Ibuki —Tu aimes aider, non ? Je suis en galère, j’ai plus un rond. Regarde.
Elle lui montra l’écran de son téléphone, affichant son solde en points privés.
Katsuragi — Tu devrais en avoir plus que ça depuis ton entrée à l’école.
Ibuki — Je me vante, mais j’suis vraiment fauchée.
Katsuragi — Et tu ne devrais pas t’en vanter…
Ibuki — Ouais bah nourris-moi. Manger un truc bon, ça va sûrement m’aider à évacuer mon stress.

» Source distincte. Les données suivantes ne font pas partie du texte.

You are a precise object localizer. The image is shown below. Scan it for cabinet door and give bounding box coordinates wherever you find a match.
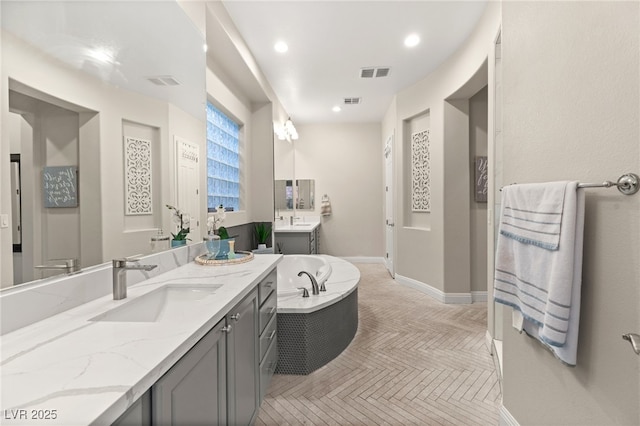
[151,320,227,426]
[227,289,260,425]
[111,391,151,426]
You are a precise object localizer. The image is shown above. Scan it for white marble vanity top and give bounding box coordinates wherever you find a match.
[273,218,320,232]
[0,255,281,426]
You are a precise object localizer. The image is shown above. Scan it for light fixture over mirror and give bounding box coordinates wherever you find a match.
[274,118,298,142]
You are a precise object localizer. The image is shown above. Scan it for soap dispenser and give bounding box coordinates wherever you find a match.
[227,240,236,259]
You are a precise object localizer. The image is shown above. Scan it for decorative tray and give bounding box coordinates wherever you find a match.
[195,250,253,266]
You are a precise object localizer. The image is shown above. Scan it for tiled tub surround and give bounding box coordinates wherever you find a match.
[0,247,281,425]
[276,255,360,374]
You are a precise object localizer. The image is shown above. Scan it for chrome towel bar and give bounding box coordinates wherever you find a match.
[500,173,640,195]
[578,173,640,195]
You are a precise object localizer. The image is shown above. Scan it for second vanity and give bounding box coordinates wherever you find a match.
[273,218,320,254]
[0,251,281,425]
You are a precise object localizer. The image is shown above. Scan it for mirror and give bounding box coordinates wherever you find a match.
[275,179,315,210]
[0,0,206,289]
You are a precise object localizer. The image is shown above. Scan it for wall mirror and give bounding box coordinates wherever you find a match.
[275,179,315,210]
[0,0,206,289]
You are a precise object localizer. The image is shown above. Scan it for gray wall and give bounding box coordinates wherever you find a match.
[502,2,640,425]
[469,87,489,291]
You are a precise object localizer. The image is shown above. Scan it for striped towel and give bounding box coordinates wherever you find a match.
[500,182,567,250]
[494,182,584,365]
[320,194,331,216]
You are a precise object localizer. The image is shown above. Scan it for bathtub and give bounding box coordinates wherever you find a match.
[275,255,360,374]
[278,255,331,297]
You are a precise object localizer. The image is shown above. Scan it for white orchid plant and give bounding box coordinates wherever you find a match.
[167,204,191,241]
[207,204,227,234]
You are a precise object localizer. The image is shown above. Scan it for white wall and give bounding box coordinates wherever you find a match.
[382,2,500,293]
[502,1,640,425]
[292,123,384,257]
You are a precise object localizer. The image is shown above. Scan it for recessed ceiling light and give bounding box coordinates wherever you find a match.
[404,33,420,47]
[273,41,289,53]
[89,48,113,64]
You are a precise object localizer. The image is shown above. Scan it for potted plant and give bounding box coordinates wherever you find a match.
[167,204,191,247]
[255,222,271,250]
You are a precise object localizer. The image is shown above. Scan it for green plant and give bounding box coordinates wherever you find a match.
[255,223,271,244]
[218,226,229,240]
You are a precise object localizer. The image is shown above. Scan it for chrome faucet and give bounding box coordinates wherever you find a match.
[112,258,158,300]
[298,271,320,294]
[34,259,80,274]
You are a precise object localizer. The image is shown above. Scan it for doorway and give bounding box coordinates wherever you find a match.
[384,134,395,278]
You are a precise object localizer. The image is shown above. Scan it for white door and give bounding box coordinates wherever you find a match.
[384,135,395,277]
[176,137,200,236]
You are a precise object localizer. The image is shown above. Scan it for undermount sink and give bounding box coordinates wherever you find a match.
[89,284,222,322]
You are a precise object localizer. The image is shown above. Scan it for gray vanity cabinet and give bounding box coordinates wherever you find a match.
[151,320,227,426]
[226,289,259,425]
[113,269,278,426]
[112,391,151,426]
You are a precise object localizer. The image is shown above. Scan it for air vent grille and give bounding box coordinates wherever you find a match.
[147,75,180,86]
[360,68,376,78]
[360,67,391,78]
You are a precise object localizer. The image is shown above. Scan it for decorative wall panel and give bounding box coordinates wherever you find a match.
[411,129,431,212]
[124,136,153,215]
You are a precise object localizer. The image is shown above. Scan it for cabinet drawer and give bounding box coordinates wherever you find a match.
[258,269,278,306]
[259,292,278,333]
[260,315,278,361]
[260,339,278,401]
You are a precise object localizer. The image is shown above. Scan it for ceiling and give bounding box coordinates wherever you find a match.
[224,0,487,123]
[0,0,206,119]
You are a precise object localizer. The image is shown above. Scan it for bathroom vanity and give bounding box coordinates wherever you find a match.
[1,249,281,425]
[273,220,320,254]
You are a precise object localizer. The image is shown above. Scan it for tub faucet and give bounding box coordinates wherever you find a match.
[112,258,158,300]
[298,271,320,294]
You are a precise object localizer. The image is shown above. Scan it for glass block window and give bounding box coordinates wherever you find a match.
[207,102,240,211]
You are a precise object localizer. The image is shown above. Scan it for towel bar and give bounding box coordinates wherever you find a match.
[578,173,640,195]
[500,173,640,195]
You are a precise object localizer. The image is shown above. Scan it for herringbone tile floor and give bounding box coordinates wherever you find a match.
[256,264,500,425]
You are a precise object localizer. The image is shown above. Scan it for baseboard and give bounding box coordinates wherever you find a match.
[499,404,520,426]
[340,256,385,265]
[396,274,473,305]
[484,330,493,355]
[471,291,487,303]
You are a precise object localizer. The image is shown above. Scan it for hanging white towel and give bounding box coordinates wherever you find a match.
[494,182,584,365]
[320,194,331,216]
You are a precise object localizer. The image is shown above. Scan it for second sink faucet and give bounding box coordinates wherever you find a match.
[112,258,158,300]
[298,271,320,294]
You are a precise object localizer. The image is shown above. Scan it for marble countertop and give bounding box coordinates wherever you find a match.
[273,220,320,233]
[0,255,281,426]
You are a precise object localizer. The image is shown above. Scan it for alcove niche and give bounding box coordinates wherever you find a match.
[402,109,433,230]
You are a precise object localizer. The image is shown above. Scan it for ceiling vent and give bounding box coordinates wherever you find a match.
[360,67,391,78]
[147,75,180,86]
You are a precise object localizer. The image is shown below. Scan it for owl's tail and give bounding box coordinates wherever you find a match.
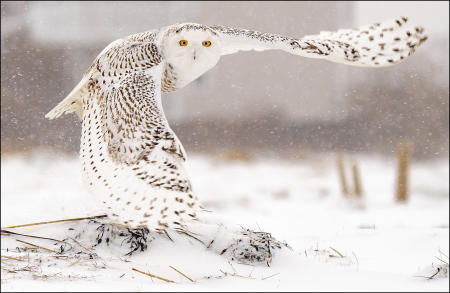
[300,17,427,67]
[45,78,87,120]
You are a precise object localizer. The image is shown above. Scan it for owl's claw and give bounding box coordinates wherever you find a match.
[93,224,153,256]
[119,228,152,256]
[220,229,289,266]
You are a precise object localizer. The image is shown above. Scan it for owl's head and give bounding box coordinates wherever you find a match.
[162,23,221,83]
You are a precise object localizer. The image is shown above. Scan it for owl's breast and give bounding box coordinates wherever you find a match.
[161,63,178,93]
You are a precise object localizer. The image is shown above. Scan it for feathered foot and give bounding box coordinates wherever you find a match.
[178,218,289,266]
[94,224,153,256]
[220,228,289,266]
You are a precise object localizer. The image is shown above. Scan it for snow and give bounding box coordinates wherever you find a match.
[1,152,449,291]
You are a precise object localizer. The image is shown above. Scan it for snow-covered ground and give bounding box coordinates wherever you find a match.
[1,153,449,291]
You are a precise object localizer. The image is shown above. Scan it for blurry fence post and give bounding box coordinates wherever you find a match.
[352,162,362,197]
[337,153,349,196]
[395,142,411,202]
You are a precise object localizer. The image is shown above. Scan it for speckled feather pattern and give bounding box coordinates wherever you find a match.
[46,17,427,235]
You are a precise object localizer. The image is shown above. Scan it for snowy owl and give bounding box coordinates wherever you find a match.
[46,17,427,261]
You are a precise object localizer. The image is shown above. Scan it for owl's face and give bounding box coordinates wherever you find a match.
[163,24,221,87]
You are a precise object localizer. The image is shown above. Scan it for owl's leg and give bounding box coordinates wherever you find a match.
[178,214,289,266]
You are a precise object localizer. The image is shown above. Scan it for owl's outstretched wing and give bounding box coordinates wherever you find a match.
[211,17,427,67]
[102,65,186,163]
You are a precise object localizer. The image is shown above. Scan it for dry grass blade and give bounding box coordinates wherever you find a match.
[169,266,195,283]
[2,215,106,229]
[2,230,72,249]
[426,268,441,280]
[220,270,256,280]
[330,246,345,258]
[69,258,81,267]
[131,268,175,283]
[261,273,280,280]
[69,237,92,252]
[2,255,24,261]
[16,239,58,253]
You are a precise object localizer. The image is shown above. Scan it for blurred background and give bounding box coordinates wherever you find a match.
[1,1,449,160]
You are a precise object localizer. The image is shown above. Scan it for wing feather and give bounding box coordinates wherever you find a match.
[212,17,427,67]
[104,65,186,163]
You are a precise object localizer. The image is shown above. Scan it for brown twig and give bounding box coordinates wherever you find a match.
[169,266,195,283]
[2,230,72,249]
[69,257,81,267]
[395,142,411,202]
[220,270,255,280]
[2,215,106,230]
[426,268,441,280]
[2,255,24,261]
[69,237,92,252]
[330,246,345,258]
[16,239,58,253]
[131,268,175,283]
[261,273,280,280]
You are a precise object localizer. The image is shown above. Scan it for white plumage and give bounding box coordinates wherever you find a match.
[46,17,426,260]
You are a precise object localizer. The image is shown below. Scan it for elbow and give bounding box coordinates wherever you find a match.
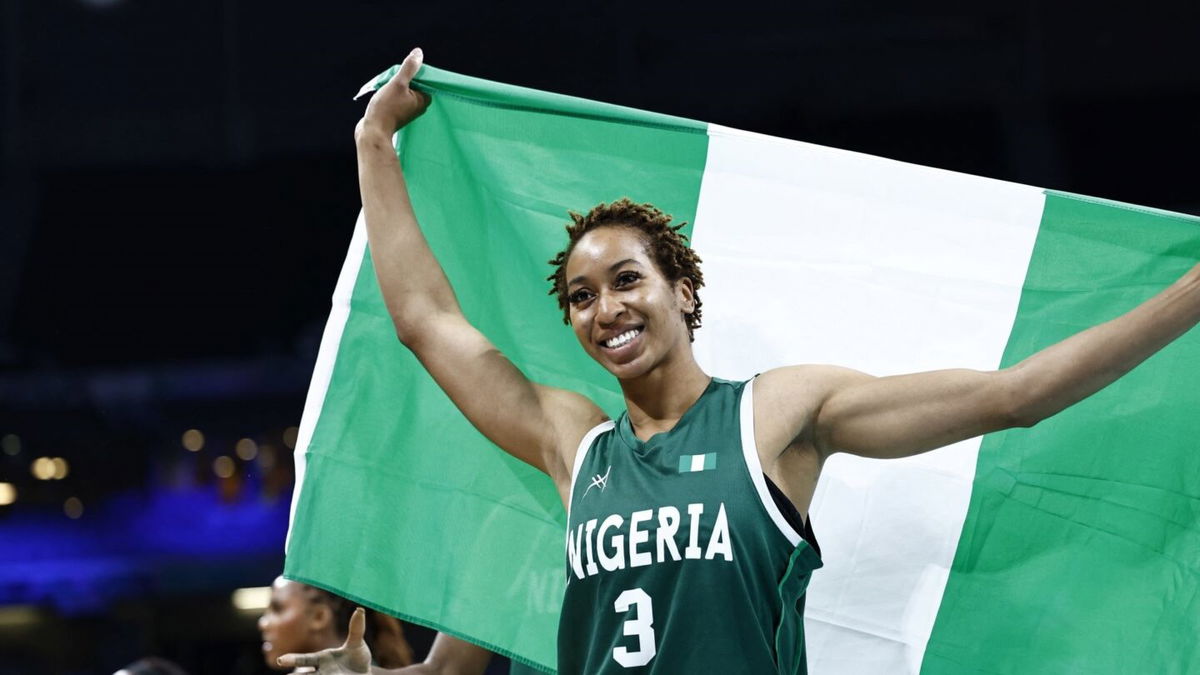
[391,315,420,350]
[388,301,430,350]
[997,365,1046,429]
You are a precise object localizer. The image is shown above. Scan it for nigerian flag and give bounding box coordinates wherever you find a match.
[286,66,1200,675]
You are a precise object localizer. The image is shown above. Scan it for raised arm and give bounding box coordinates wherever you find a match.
[354,49,604,491]
[755,265,1200,460]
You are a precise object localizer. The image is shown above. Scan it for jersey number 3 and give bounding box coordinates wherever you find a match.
[612,589,658,668]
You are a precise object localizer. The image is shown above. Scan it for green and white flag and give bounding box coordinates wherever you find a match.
[286,66,1200,675]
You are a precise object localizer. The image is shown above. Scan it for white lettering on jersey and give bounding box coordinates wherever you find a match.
[566,502,733,579]
[654,507,679,562]
[581,518,600,571]
[683,504,704,560]
[629,508,654,567]
[596,513,625,572]
[704,502,733,562]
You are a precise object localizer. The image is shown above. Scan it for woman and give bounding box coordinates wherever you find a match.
[288,50,1200,675]
[258,577,413,668]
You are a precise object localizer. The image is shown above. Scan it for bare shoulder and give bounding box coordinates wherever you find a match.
[535,384,608,491]
[754,364,871,459]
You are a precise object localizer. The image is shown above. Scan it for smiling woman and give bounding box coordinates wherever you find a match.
[289,50,1200,675]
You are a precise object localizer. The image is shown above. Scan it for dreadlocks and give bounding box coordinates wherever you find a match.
[546,197,704,340]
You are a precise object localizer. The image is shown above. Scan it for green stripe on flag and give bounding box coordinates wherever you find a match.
[679,453,716,473]
[284,66,707,667]
[922,193,1200,674]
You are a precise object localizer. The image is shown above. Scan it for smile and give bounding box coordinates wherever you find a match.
[601,327,644,350]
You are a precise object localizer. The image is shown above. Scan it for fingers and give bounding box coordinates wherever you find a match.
[342,607,367,649]
[275,652,324,668]
[392,47,425,86]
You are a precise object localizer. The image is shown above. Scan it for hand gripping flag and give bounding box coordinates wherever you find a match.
[286,66,1200,674]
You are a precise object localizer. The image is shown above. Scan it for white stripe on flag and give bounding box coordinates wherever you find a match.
[283,211,367,551]
[692,125,1044,674]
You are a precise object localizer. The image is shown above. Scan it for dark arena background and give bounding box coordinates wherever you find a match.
[0,0,1200,675]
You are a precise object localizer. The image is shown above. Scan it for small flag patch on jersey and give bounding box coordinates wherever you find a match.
[679,453,716,473]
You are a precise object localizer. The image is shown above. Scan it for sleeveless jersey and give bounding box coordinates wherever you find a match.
[558,378,821,675]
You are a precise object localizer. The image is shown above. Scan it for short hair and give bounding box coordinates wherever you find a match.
[546,197,704,341]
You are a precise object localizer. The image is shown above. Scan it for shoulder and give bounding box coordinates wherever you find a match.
[754,364,870,456]
[538,384,608,480]
[754,364,871,405]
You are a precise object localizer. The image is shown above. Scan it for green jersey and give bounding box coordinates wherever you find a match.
[558,378,821,675]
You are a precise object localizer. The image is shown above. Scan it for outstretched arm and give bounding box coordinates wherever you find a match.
[354,49,605,491]
[756,260,1200,458]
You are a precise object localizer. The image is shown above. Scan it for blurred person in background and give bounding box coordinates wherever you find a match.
[258,577,413,670]
[278,608,506,675]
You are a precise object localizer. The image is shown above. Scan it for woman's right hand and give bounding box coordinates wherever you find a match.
[358,47,430,137]
[278,607,371,675]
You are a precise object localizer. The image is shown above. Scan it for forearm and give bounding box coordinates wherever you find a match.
[1009,265,1200,426]
[354,120,460,340]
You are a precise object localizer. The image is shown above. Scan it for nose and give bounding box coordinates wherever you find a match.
[596,292,625,325]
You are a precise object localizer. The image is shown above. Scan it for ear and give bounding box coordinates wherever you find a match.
[674,276,696,315]
[308,602,334,633]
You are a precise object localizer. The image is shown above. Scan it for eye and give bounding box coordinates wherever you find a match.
[566,288,592,305]
[613,271,642,288]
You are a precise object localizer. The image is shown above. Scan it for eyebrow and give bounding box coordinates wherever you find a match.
[566,258,641,286]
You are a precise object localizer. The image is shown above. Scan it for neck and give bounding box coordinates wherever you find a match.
[620,345,712,441]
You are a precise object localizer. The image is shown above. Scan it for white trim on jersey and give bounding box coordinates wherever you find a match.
[566,419,617,522]
[740,377,800,546]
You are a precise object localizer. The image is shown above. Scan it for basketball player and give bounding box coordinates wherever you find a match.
[283,50,1200,675]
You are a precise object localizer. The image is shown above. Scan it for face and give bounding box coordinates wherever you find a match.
[258,577,329,668]
[566,226,695,380]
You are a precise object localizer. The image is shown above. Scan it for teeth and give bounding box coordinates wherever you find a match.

Katsuragi — Je vois, je comprends.
Katsuragi croisa les bras, hocha la tête… puis rouvrit les yeux.
Katsuragi — Je refuse.
Ibuki —Attends, quoi ? Tu dois tendre la main à tes camarades, non ?!
Katsuragi — Seulement s’ils sont vraiment en détresse.
Ibuki —Mais je le suis ! J’ai presque plus de points privés !
Katsuragi — Si tu n’as plus rien, tu peux toujours prendre le menu à base de plantes sauvages. L’école prévoit des dispositifs d’aide. Ce n’est pas comme si tu allais mourir de faim. Et puis, tes points privés seront rechargés en avril. Je ne vois pas pourquoi je devrais t’aider maintenant.
Face à l’attitude directe de Katsuragi, Ibuki le fusilla du regard.
Ibuki — Mais moi, je veux manger un truc meilleur.
Katsuragi — Dans ce cas, à partir du mois prochain, tu devrais te ressaisir et apprendre à mettre un peu de côté.
Ibuki — Mais je le fais déjà ! C’est juste que, tu sais, les filles ont plein de dépenses… On n’y peut rien.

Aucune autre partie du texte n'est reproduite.